Several $\{1, 2, k\}$ triples have computationally observed exception sets that appear stable — no new exceptions appear when extending the search range by a factor of 10 where completed logs exist. This is observational stability, not a proof of finiteness. No branch-and-bound or analytic argument rules out further exceptions beyond our search range. The search is exhaustive within the stated range (every integer $1 \leq d \leq N$ is checked via the bitset).

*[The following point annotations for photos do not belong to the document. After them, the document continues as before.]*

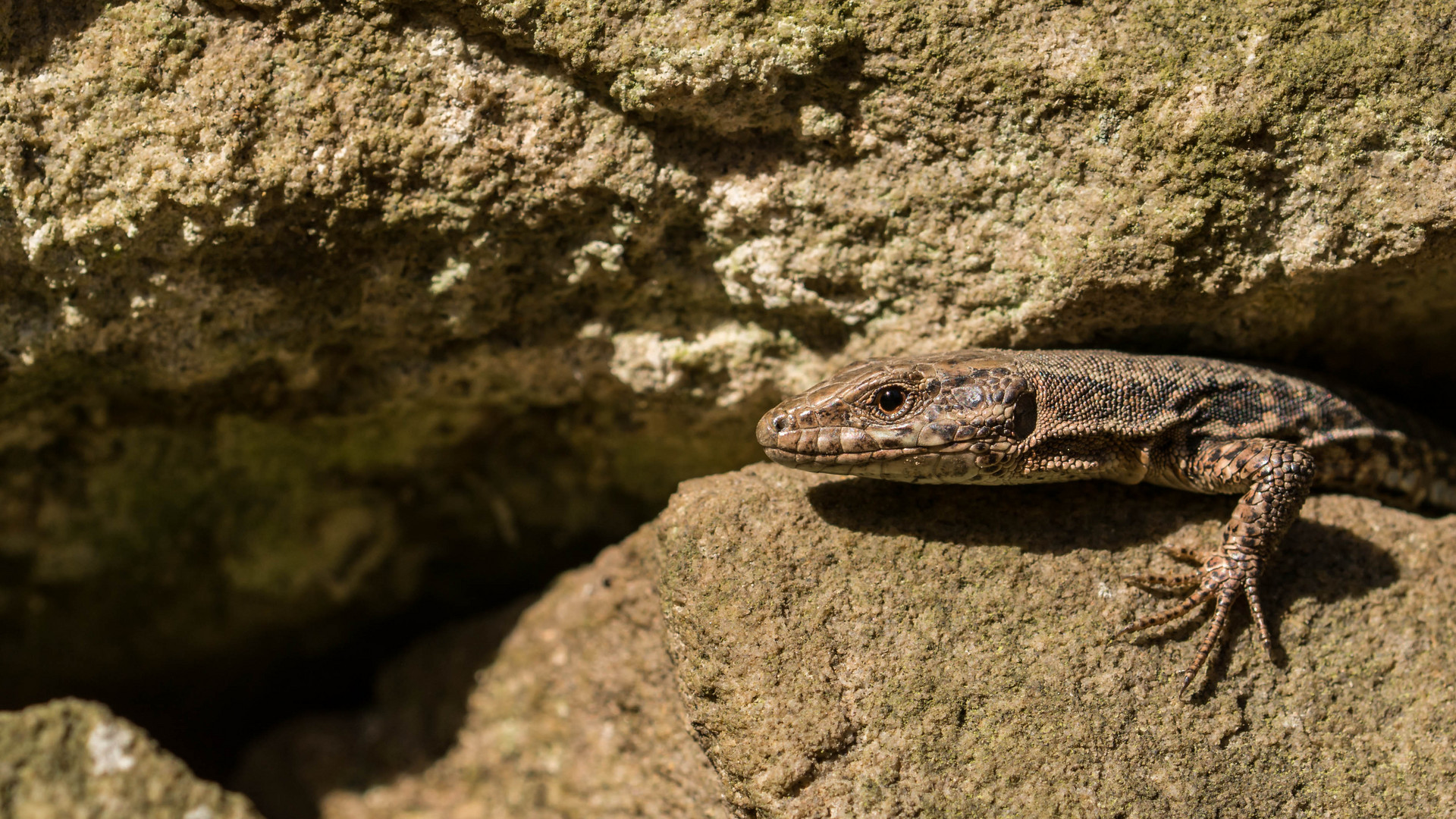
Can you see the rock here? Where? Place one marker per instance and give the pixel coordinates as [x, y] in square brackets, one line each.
[312, 311]
[849, 648]
[577, 716]
[76, 758]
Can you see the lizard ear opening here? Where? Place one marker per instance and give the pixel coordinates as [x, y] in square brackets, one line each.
[1024, 417]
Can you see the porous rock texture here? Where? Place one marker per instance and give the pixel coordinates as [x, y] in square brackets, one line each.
[577, 716]
[852, 648]
[315, 308]
[76, 758]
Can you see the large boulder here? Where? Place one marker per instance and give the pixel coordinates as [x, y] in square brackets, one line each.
[312, 311]
[76, 758]
[849, 648]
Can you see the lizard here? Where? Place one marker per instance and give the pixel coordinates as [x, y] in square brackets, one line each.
[1188, 423]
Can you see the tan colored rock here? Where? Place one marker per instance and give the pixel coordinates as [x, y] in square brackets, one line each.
[76, 758]
[577, 716]
[297, 297]
[852, 648]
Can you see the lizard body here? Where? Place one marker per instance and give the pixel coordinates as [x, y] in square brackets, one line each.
[1196, 425]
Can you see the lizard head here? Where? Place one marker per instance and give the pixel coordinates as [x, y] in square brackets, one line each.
[957, 417]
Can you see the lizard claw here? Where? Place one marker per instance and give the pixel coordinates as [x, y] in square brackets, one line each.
[1220, 579]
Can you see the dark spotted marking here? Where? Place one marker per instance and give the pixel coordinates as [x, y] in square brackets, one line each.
[1197, 425]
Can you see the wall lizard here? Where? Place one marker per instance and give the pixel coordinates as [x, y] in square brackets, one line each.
[1196, 425]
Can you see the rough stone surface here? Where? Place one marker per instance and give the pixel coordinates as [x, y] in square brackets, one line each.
[310, 309]
[849, 648]
[577, 717]
[74, 758]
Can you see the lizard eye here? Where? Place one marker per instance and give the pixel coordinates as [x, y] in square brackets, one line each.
[890, 398]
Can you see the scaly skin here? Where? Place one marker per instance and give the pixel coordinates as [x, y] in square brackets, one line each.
[1196, 425]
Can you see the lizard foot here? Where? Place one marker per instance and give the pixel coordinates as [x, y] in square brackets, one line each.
[1222, 579]
[1180, 582]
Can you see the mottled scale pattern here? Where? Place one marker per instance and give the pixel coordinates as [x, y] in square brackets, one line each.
[1196, 425]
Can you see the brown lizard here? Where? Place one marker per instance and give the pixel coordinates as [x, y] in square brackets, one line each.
[1196, 425]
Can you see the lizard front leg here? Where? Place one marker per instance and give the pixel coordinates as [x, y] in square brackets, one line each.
[1274, 477]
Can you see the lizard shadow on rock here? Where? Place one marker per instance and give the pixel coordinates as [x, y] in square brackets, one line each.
[1315, 560]
[1049, 518]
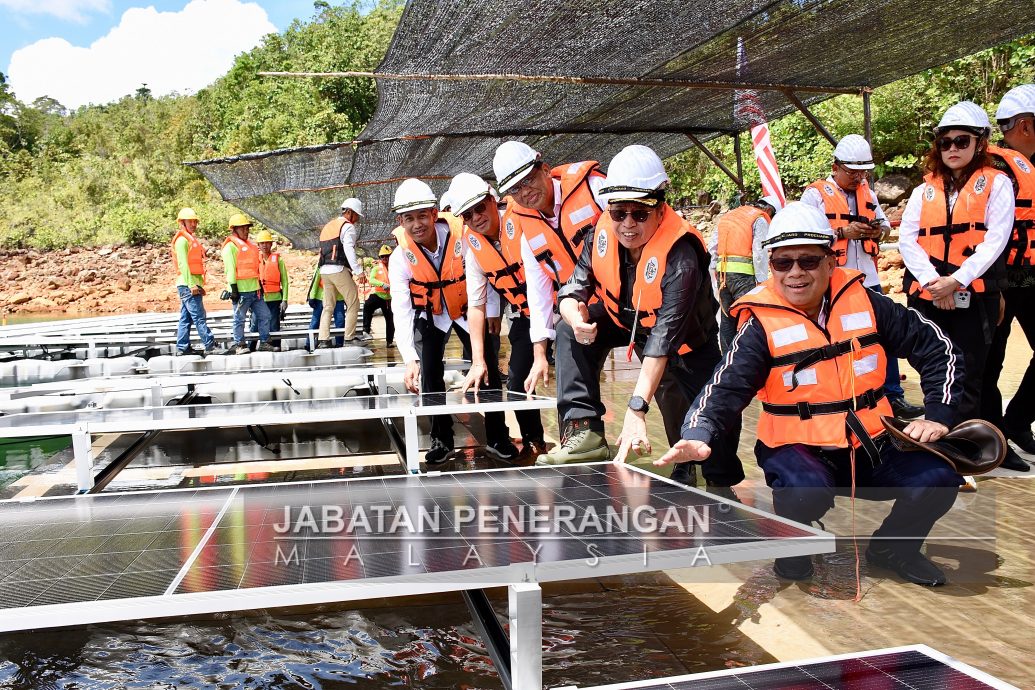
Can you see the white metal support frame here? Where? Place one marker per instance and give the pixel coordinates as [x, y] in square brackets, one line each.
[526, 635]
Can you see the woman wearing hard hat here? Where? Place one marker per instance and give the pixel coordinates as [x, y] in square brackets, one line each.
[952, 235]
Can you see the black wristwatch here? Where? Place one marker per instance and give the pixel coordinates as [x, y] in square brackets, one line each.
[637, 403]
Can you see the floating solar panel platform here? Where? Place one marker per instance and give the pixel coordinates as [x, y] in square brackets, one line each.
[914, 667]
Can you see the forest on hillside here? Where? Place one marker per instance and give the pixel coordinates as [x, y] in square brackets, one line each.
[113, 173]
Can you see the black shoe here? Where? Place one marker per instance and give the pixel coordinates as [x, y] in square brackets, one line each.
[904, 410]
[685, 473]
[505, 450]
[1023, 439]
[795, 567]
[1014, 461]
[914, 567]
[439, 452]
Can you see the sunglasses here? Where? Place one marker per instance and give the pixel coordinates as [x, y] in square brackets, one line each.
[468, 214]
[807, 263]
[640, 215]
[962, 142]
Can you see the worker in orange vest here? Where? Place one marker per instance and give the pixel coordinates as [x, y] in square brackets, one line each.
[188, 260]
[812, 348]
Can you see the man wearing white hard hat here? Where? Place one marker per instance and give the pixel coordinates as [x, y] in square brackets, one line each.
[341, 270]
[738, 260]
[429, 300]
[1015, 117]
[553, 213]
[495, 273]
[802, 329]
[859, 225]
[952, 238]
[641, 283]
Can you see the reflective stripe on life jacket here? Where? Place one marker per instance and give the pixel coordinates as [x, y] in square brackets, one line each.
[948, 243]
[196, 252]
[836, 209]
[247, 258]
[646, 293]
[1022, 244]
[502, 267]
[558, 249]
[429, 288]
[735, 235]
[818, 376]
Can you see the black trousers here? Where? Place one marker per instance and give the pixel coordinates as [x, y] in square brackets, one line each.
[431, 346]
[971, 330]
[1021, 411]
[579, 368]
[374, 303]
[530, 421]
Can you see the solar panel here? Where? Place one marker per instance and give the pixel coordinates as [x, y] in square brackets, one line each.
[127, 556]
[916, 667]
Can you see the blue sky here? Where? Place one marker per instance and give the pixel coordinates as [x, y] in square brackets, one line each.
[99, 33]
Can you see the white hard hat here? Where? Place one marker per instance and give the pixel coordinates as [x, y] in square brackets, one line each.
[799, 223]
[353, 204]
[413, 195]
[1018, 100]
[854, 152]
[634, 173]
[966, 115]
[467, 189]
[513, 160]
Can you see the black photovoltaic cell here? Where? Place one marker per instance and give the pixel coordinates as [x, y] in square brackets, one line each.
[910, 669]
[130, 545]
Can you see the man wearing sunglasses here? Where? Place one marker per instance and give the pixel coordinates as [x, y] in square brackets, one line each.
[641, 283]
[1015, 117]
[553, 211]
[859, 225]
[811, 347]
[494, 270]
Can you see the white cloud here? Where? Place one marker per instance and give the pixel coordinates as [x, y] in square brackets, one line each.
[181, 52]
[72, 10]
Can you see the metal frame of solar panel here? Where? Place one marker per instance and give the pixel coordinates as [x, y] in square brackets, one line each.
[911, 667]
[75, 561]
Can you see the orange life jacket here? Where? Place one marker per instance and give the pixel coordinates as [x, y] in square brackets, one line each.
[429, 288]
[835, 207]
[1022, 244]
[247, 258]
[269, 273]
[818, 376]
[558, 249]
[735, 236]
[196, 252]
[502, 267]
[331, 250]
[948, 243]
[646, 293]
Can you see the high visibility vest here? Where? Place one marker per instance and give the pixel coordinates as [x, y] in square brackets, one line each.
[269, 273]
[558, 249]
[247, 258]
[502, 267]
[331, 249]
[734, 232]
[196, 252]
[430, 288]
[836, 210]
[818, 376]
[1022, 245]
[646, 293]
[949, 241]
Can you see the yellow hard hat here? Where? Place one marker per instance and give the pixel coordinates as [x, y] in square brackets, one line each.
[239, 219]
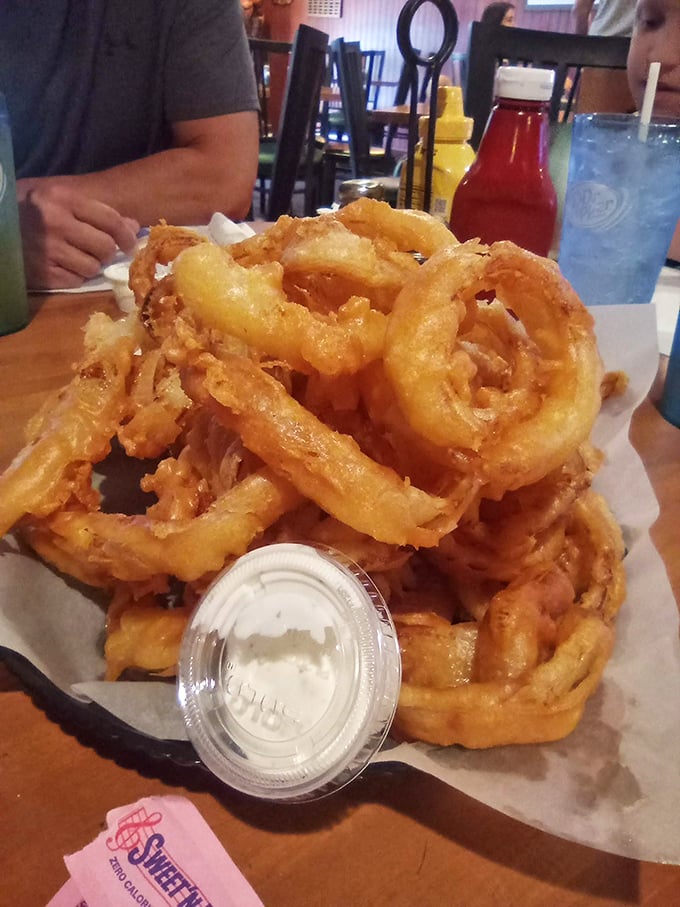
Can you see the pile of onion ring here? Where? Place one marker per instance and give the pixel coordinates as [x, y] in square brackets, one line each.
[317, 382]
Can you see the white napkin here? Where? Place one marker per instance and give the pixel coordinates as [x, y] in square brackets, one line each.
[221, 230]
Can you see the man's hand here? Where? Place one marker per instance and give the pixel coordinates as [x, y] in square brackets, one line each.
[67, 236]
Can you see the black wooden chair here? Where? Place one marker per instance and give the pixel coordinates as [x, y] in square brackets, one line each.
[401, 96]
[358, 156]
[293, 155]
[332, 120]
[567, 54]
[264, 54]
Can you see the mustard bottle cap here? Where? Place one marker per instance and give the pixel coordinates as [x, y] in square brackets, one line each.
[452, 125]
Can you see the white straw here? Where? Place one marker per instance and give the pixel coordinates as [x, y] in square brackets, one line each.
[648, 100]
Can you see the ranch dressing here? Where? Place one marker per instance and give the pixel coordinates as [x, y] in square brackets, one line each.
[289, 673]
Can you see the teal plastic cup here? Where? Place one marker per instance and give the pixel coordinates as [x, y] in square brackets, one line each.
[13, 299]
[621, 207]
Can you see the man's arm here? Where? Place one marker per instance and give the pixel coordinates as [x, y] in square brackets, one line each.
[73, 224]
[581, 15]
[212, 166]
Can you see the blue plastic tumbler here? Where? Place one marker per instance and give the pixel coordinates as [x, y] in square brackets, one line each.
[622, 204]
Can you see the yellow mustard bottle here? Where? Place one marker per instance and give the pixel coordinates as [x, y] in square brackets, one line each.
[451, 159]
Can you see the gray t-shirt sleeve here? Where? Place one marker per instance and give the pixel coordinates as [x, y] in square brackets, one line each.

Digit set	Exceptions	Exhaustive to	Stability window	Status
$\{1,2,3\}$	27	$10^{10}$	$10^9 \to 10^{10}$: no growth	$10^{11}$ paused (kernel fix)
$\{1,2,4\}$	64	$10^{10}$	$10^9 \to 10^{10}$: no growth	$10^{11}$ paused (kernel fix)
$\{1,2,5\}$	374	$10^{10}$	$10^6 \to 10^{10}$: limited growth then stable	Stable candidate; 10^11 repo log is partial
$\{1,2,6\}$	1,834	$10^{11}$	$10^{10} \to 10^{11}$: no growth	Stable candidate
$\{1,2,7\}$	7,178	$10^{11}$	$10^{10} \to 10^{11}$: no growth	Stable candidate

The largest exception for $\{1,2,4\}$ is $d = 51{,}270$ (full list of all 64 values available in results/gpu_A124_1e10.log).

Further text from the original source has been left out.